I'm an insurance fraud investigator and have done quite a number of provider fraud cases. On pretty much any Health Insurance Claim form, there are two sets of codes:

1. The diagnostic code (as discussed in this article) which is drawn from the ICD-9 (and now ICD-10). "ICD" stands for International Classification of Diseases, and is established by the World Health Organization.

2. The procedural code or "CPT code" which is the Current Procedural Terminology established by the AMA.

In short, the first code establishes the provider's diagnosis of what the problem is, and the second is the procedure rendered to treat it. A quick example would be a diagnosis of, "laceration," and a procedure of, "sutures." In theory and generally in practice, the procedure should be directly relevant to the diagnosis.

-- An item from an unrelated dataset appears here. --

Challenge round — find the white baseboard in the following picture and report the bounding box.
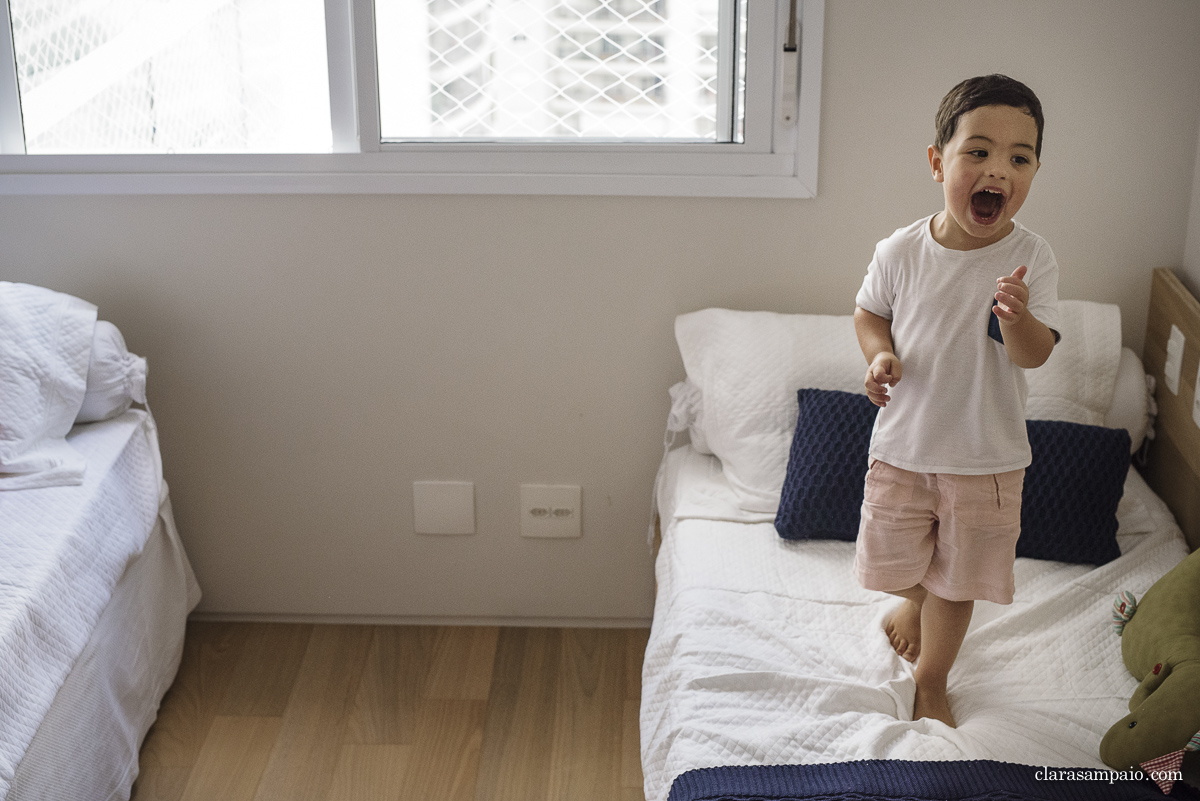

When providers want to play fast and loose, in my experience, it is easier to fudge with the procedure and not the diagnosis. The diagnosis is something that can be relatively easily and objectively confirmed or denied (with some ambiguous exceptions like fibromyalgia and some other soft tissue injuries). The procedural code is what generates the billing and there is more room for manipulation. Whether or not a procedure is appropriate or not becomes a more subjective matter of medical opinion.

Two relatively common scams are known as "upcoding," and, "unbundling." Upcoding is billing for a more extensive or complex procedure than was actually performed. For example, a new patient visit/exam should require more of a physician's time than a routine return visit since the physician will want to collect and review the new patient's full medical history and conduct a comprehensive examination. Sometimes physicians will bill for a more extensive exam than was actually required or performed. "Unbundling," is when there are specific codes for more elaborate procedures that may involve multiple lesser procedures. For example there is a specific code for stitches/sutures. If somebody comes into an ER or doctor's office with a gash that needs five stitches to close, the doctor will do the stitches and bill for the suturing. Virtually all invasive surgeries will mandate sutures to close as part of the surgical procedure, and the codes for those surgeries are supposed to include the closing sutures as part of the surgery, but some physicians or their coders will "unbundle," and bill the code not just for the surgery, but bill the separate code for sutures as well. It would be something akin to buying a car, 'as is' off the showroom floor, and then having the dealership bill you for the car with an extra charge for the tires.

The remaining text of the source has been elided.